E senza aggiungere una parola voltò le spalle e abbandonò la sala.
Tutti erano impietriti dall'orrore, quando si fece avanti la dodicesima donna, che doveva ancora fare il suo augurio e poiché non poteva annullare completamente le conseguenze del maleficio, ma solo mitigarle, disse: «Non si tratterà di vera morte, ma solo di un profondo sonno nel quale la figlia del re cadrà e che durerà cento anni».
Il re, che avrebbe voluto salvare la sua cara figlia dalla infelicità, emanò l'ordine di bruciare tutti i fusi del reame. Intanto nella giovinetta i doni delle donne savie si erano realizzati tutti quanti; era così bella, virtuosa, amorevole e intelligente che chiunque la vedesse se ne innamorava. Accadde che un giorno, proprio quando compiva i quindici anni e il re e la regina non erano in casa, che la giovinetta rimase tutta sola.
Si diede a visitare tutti gli angoli del castello, osservò stanze e sale a suo piacere e infine giunse in una vecchia torre.
Salì su per una stretta scala a chiocciola e vide una porticina. Nella serratura era infilata una chiave arrugginita, la girò, aprì la porta e vide una cameretta dove stava seduta una vecchia che, col fuso, filava rapidamente il suo lino. «Buon giorno, vecchia nonna - disse la figlia del re, - che cosa stai facendo?».
«Filo», disse la vecchia e la salutò con un cenno del capo.
«Che cos'è questa cosa, che gira e saltella così allegramente?», disse la giovinetta e volle provare a filare.
Ma appena ebbe toccato il fuso, l'incantesimo si compì ed ella si punse un dito.
Proprio nel momento in cui si punse, cadde su un letto che era lì vicino e giacque in un profondo sonno.

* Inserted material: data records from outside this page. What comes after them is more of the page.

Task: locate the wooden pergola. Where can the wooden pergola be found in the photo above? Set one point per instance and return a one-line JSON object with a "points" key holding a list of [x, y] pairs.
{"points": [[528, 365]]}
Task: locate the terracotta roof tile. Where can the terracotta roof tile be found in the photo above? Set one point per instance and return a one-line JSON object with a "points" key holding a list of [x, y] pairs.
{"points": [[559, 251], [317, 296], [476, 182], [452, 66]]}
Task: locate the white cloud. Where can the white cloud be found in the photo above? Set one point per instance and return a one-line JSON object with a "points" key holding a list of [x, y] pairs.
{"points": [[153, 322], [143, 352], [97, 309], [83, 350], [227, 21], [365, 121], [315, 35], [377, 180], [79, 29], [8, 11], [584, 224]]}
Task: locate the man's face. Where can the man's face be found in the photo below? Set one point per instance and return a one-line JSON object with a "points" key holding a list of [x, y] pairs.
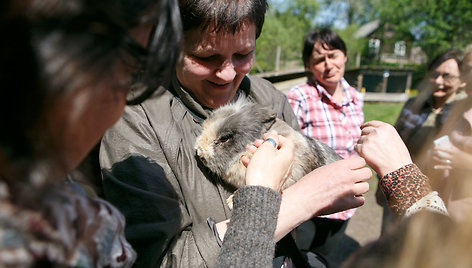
{"points": [[215, 63]]}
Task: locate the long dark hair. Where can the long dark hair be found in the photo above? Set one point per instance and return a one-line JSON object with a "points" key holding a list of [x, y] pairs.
{"points": [[50, 45]]}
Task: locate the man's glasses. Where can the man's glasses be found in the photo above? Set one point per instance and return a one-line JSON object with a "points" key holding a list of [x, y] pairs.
{"points": [[449, 78]]}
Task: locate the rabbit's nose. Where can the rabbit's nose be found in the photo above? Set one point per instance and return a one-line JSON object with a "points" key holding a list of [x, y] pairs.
{"points": [[202, 159]]}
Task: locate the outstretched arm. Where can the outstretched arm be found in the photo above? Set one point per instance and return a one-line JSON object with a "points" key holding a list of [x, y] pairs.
{"points": [[403, 184]]}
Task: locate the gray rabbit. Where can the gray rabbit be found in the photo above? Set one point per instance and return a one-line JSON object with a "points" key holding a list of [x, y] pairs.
{"points": [[231, 128]]}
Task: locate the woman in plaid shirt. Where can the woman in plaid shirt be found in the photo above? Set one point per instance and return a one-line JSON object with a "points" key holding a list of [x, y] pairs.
{"points": [[330, 110]]}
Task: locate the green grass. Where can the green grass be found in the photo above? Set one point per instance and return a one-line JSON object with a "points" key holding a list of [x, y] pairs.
{"points": [[382, 111]]}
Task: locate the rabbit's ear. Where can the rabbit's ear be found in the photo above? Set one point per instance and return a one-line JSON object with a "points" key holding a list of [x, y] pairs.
{"points": [[268, 122]]}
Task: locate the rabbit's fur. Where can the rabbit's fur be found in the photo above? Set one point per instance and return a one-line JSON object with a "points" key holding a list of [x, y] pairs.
{"points": [[229, 130]]}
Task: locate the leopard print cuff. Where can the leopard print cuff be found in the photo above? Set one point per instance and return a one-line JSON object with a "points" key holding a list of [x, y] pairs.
{"points": [[404, 187]]}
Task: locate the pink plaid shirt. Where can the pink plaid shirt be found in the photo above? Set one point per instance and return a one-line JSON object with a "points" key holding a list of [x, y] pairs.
{"points": [[337, 125]]}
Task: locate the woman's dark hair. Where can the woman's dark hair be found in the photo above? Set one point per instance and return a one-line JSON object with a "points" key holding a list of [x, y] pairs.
{"points": [[454, 54], [328, 39], [49, 46], [226, 15]]}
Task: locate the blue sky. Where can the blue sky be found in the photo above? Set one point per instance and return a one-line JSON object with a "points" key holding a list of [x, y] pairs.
{"points": [[330, 14]]}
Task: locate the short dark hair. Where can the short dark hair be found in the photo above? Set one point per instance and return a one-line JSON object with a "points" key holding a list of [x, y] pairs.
{"points": [[454, 54], [328, 38], [226, 15]]}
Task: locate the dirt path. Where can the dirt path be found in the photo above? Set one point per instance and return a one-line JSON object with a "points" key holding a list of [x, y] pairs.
{"points": [[363, 227]]}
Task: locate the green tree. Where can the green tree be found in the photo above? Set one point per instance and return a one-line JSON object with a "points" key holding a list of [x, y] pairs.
{"points": [[433, 25]]}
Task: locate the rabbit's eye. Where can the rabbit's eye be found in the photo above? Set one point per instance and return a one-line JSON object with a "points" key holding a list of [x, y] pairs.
{"points": [[224, 138]]}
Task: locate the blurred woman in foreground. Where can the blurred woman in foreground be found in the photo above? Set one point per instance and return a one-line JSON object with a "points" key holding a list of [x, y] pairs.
{"points": [[66, 67]]}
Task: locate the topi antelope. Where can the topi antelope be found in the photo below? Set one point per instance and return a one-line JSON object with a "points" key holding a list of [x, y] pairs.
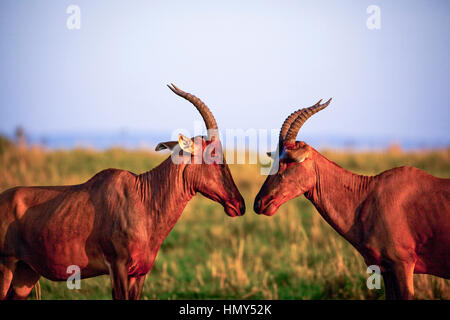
{"points": [[114, 223], [398, 220]]}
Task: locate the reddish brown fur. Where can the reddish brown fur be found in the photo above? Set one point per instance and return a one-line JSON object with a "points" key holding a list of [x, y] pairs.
{"points": [[113, 224], [399, 219]]}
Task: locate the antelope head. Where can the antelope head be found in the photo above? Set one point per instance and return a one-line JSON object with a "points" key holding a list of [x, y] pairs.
{"points": [[295, 173], [205, 168]]}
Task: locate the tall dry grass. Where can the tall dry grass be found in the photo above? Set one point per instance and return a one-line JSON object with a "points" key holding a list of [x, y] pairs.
{"points": [[292, 255]]}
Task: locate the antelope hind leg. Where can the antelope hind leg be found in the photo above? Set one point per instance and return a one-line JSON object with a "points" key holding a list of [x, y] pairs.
{"points": [[119, 280], [7, 267], [23, 281]]}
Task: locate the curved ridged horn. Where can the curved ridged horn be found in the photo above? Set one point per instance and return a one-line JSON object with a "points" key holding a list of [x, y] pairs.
{"points": [[302, 116], [207, 115], [288, 122]]}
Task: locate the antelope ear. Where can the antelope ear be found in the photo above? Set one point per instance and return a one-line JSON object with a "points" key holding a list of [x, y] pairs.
{"points": [[301, 154], [186, 144], [166, 145], [272, 154]]}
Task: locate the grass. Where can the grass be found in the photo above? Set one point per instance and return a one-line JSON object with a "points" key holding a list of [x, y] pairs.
{"points": [[292, 255]]}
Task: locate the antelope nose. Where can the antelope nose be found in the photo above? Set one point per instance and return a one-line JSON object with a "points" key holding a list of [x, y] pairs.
{"points": [[257, 205]]}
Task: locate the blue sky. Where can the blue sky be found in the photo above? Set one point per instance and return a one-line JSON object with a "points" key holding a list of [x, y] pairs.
{"points": [[252, 62]]}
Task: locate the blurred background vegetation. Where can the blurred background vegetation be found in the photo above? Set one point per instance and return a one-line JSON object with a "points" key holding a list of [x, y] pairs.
{"points": [[208, 255]]}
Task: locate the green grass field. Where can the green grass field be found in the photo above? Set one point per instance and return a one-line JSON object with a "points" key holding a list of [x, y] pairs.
{"points": [[208, 255]]}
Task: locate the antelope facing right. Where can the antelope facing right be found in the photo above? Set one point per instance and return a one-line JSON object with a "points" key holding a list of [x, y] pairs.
{"points": [[398, 220], [114, 223]]}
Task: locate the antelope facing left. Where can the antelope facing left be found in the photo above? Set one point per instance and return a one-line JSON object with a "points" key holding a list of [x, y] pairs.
{"points": [[398, 220], [112, 224]]}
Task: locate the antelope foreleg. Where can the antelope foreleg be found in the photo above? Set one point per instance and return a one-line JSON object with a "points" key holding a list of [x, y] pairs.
{"points": [[398, 281], [136, 284], [119, 281]]}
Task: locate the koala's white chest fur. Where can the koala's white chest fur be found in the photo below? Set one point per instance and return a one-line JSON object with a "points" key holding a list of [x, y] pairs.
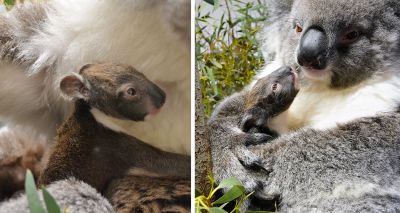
{"points": [[130, 32], [321, 107]]}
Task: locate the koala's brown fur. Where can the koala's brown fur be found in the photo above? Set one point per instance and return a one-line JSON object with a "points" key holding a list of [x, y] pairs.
{"points": [[144, 194], [18, 152], [92, 152]]}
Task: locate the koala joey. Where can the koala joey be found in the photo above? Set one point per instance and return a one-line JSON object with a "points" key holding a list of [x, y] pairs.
{"points": [[253, 116], [343, 152], [89, 150], [41, 42]]}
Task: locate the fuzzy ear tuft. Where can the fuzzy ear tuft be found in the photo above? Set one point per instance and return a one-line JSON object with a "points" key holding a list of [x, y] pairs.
{"points": [[74, 86]]}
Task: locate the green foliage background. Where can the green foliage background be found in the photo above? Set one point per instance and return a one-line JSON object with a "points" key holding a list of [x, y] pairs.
{"points": [[227, 49]]}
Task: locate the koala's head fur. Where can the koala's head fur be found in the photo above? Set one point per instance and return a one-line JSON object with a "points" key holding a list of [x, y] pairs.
{"points": [[337, 42], [117, 90], [274, 92]]}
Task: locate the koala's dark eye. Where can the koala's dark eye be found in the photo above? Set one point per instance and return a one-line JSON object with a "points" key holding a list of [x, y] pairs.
{"points": [[350, 36], [131, 91], [298, 28], [274, 87]]}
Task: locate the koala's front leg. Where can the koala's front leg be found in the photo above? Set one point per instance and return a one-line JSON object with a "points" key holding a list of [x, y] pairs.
{"points": [[255, 117], [228, 142]]}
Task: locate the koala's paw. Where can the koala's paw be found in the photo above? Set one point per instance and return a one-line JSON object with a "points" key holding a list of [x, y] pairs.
{"points": [[251, 139], [254, 118], [251, 161]]}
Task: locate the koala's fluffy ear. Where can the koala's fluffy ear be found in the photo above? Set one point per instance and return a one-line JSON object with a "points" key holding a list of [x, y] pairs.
{"points": [[74, 86]]}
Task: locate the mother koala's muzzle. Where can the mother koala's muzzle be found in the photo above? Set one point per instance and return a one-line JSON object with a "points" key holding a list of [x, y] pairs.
{"points": [[313, 49]]}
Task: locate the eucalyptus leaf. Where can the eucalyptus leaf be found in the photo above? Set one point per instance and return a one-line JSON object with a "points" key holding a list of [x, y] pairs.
{"points": [[34, 203], [229, 182], [216, 210], [233, 193], [50, 202]]}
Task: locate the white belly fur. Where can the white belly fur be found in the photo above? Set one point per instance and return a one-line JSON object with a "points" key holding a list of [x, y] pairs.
{"points": [[320, 107], [132, 32]]}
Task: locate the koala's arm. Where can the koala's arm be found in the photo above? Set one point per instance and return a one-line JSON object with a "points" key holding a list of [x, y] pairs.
{"points": [[355, 166], [71, 194], [226, 138]]}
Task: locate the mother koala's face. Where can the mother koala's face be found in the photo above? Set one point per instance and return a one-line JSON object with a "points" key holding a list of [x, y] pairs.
{"points": [[343, 42]]}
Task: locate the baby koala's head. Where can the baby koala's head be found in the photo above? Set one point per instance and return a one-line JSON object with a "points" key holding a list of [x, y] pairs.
{"points": [[275, 91], [117, 90]]}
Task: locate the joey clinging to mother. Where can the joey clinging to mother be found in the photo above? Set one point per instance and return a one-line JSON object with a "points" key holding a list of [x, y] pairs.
{"points": [[342, 48], [96, 152]]}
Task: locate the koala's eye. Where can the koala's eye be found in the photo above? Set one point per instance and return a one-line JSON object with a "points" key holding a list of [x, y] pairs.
{"points": [[350, 36], [274, 87], [298, 28], [131, 91]]}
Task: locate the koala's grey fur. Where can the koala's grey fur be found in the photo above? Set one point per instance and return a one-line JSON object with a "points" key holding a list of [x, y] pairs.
{"points": [[42, 42], [354, 167], [71, 194], [227, 138]]}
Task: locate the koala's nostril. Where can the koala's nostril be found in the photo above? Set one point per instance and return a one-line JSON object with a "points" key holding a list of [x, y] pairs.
{"points": [[159, 97], [313, 49]]}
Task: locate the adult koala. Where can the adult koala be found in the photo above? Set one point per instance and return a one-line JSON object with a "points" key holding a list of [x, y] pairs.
{"points": [[345, 157], [39, 43]]}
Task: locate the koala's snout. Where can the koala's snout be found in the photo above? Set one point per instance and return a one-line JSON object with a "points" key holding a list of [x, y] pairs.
{"points": [[157, 96], [313, 49]]}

E questo sonno si diffuse in tutto il castello; il re e la regina che erano appena rincasati ed entrati nella sala del trono, cominciarono a dormire, e con loro tutto il seguito.
Si addormentarono anche i cavalli nelle scuderie, i cani nel cortile, le colombe sul tetto, le mosche sulle pareti; sì, anche il fuoco che divampava nel focolare si fermò e si addormentò; l'arrosto si fermò al suo punto di cottura; il cuoco che voleva tirare i capelli allo sguattero perché aveva commesso uno sbaglio, lo lasciò stare e si addormentò.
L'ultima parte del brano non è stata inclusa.